Os restantes da massa da floresta, resultantes de decomposição térmica da madeira, como os líquidos (alcatrão vegetal e extrato pirolenhoso) e os gases, passaram a ser passivos ambientais com a legislação mais rigorosa. Essas emissões foram ainda mais agravadas pelo aumento de escala das plantas de carbonização e tornaram-se, hoje, um desafio para todo o setor produtivo do carvão vegetal.
Buscando elucidar e analisar quantitativamente as diferenças existentes entre os modelos de alvenaria retangular tradicional e a tecnologia Carboval, parâmetros de produtividade e qualidade do carvão vegetal estão comparados na tabela em destaque.
Além de um rendimento gravimétrico superior, o carvão vegetal produzido na Carboval apresenta uma maior homogeneidade e possibilidade de personalização, o que garante um maior aproveitamento desse produto pelo consumidor final. Na tecnologia Carboval, é possível customizar as características de qualidade em função da aplicação, dentro da faixa apresentada.
Qualquer tecnologia de produção de carvão vegetal, atualmente, deve ser pautada na redução das emissões de gases de efeito estufa, como CH
4 e CO. Na tecnologia Carboval, por se tratar de um processo totalmente fechado, onde os subprodutos são devidamente aproveitados, as emissões atmosféricas estão restritas ao CO
2 e ao vapor de água.
Assim, a utilização dos gases como combustível para a manutenção do processo de carbonização, secagem da madeira e produção de energia elétrica, de forma conjunta, garante sustentabilidade técnica, econômica e ambiental para o modelo produtivo do reator vertical.

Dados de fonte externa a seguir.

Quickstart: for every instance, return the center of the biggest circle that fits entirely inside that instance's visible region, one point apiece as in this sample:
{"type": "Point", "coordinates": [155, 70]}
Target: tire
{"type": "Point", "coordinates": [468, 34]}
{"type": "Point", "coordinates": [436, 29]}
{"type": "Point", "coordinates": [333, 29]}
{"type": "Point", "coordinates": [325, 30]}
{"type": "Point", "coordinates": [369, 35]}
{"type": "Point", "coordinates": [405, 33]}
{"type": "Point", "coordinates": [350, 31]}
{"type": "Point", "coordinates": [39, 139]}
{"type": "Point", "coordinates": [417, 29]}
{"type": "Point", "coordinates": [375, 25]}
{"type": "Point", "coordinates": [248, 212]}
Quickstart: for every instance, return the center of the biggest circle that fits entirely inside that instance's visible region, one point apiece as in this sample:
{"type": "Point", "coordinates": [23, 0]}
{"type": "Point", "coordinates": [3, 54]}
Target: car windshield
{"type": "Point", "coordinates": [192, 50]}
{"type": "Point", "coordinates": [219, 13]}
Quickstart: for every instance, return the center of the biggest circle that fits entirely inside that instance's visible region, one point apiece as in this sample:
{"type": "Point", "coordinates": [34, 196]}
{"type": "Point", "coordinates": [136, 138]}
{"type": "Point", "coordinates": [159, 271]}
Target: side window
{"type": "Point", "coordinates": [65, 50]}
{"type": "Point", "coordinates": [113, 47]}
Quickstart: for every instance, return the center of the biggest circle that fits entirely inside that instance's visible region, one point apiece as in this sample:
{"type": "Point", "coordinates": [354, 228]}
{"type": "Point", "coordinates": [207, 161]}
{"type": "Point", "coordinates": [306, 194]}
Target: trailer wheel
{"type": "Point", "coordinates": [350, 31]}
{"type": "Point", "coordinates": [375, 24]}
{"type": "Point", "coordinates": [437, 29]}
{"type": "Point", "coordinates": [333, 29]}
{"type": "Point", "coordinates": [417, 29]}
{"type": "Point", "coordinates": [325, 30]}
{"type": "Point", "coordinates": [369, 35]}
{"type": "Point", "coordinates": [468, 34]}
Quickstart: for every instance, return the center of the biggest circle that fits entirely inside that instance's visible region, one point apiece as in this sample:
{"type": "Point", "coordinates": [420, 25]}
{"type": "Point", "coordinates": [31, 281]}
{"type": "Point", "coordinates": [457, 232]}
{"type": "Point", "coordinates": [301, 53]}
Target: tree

A quebra de paradigmas com as novas florestas, não apenas produtivas, mas que também apresentem características tecnológicas adequadas à produção de carvão vegetal, aliada à utilização de tecnologias que visam à maximização da qualidade, múltiplos produtos e sustentabilidade ambiental, reescreverá a utilização dos produtos da carbonização, garantindo aos processos metalúrgicos subsequentes novos patamares de produtividade. Essa é a contribuição do setor florestal para a manutenção da sustentabilidade da nossa siderurgia e da metalurgia nacional.